Why Is Alarm Rationalization Needed?
When you walk into a control room, you typically experience one of two scenarios: (1) operators are busy, alarms are sounding in the background and the alarms receive little attention or (2) operators are busy, alarms are not sounding in the background and alarms receive immediate attention upon activation. One of these control rooms has probably been on the receiving end of an alarm rationalization project.
Alarm rationalization is a key component of a facility’s alarm management lifecycle. Alarm rationalization is the formal activity of identifying critical alarms that need to be managed and then performing the following tasks for each:
- Assessing alarms against established alarm management protocols and philosophies;
- Designing alarms in compliance with established alarm management protocols and philosophies; and
- Developing alarm-response documents that detail alarm rationale, response actions and other relevant information for effective operator intervention.

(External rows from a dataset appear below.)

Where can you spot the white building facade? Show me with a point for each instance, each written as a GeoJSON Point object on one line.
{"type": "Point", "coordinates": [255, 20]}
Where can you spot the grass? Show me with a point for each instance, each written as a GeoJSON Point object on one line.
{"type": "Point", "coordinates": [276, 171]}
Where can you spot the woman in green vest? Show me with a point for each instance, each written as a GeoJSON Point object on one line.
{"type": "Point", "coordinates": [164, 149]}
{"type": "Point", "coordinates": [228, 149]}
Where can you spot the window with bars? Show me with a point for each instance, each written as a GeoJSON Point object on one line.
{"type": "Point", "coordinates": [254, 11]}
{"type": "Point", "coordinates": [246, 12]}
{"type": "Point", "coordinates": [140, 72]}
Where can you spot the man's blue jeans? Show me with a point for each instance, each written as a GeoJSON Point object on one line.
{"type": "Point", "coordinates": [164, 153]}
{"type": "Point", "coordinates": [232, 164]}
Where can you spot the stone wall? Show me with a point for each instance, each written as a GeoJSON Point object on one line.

Why Use Our Alarm Rationalization Process?
Cognascents engineers and facilitators can lead a team of facility personnel to scope and execute an alarm rationalization project. Team members normally consist of process engineers, operators, control engineers, process safety representatives, and maintenance and reliability representatives.

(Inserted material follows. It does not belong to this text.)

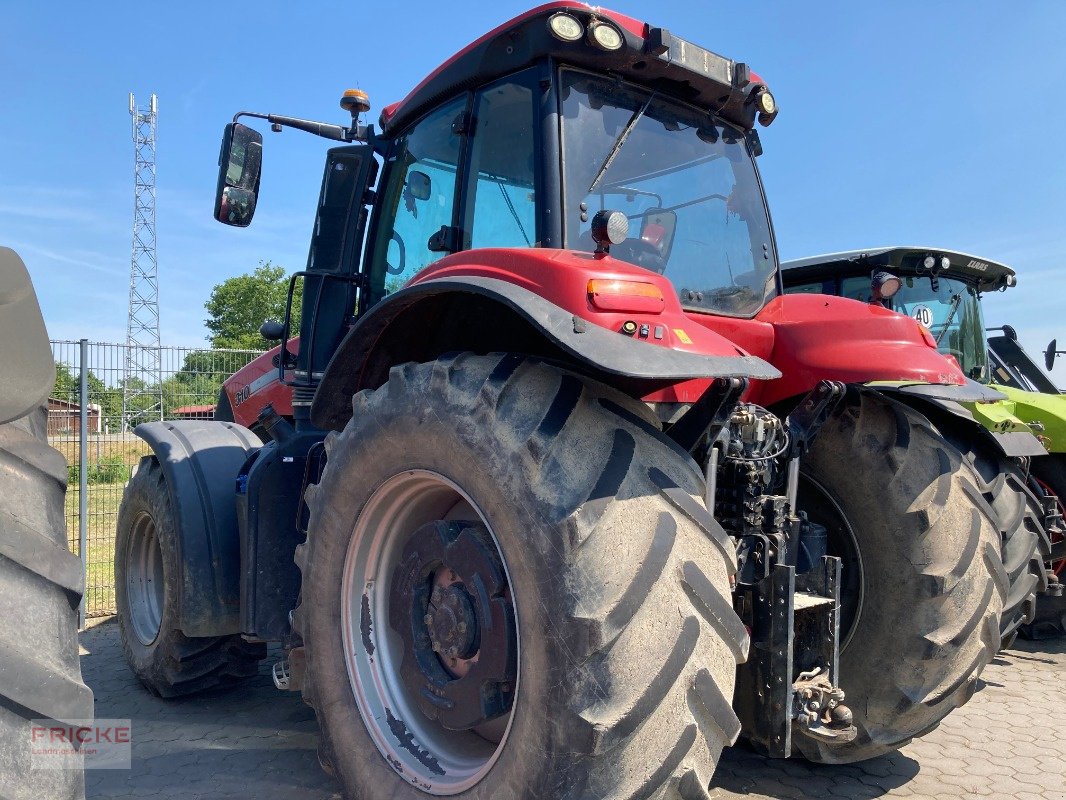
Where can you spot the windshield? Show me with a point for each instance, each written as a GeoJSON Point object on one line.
{"type": "Point", "coordinates": [948, 307]}
{"type": "Point", "coordinates": [687, 184]}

Our alarm rationalization process reduces the number of nuisance alarms and affords effective operator response to legitimate critical alarms. This credit trickles down into a facility’s risk profile by impacting process hazard analyses with respect to human response. It is possible to afford independent protection layer (IPL) credit for operator response to an alarm if an alarm rationalization effort has been conducted. IPL credit for a human often translates into reduced operating, maintenance and process safety costs by not requiring a safety integrated function (SIF) that needs to be inspected, tested, and periodically repaired or replaced.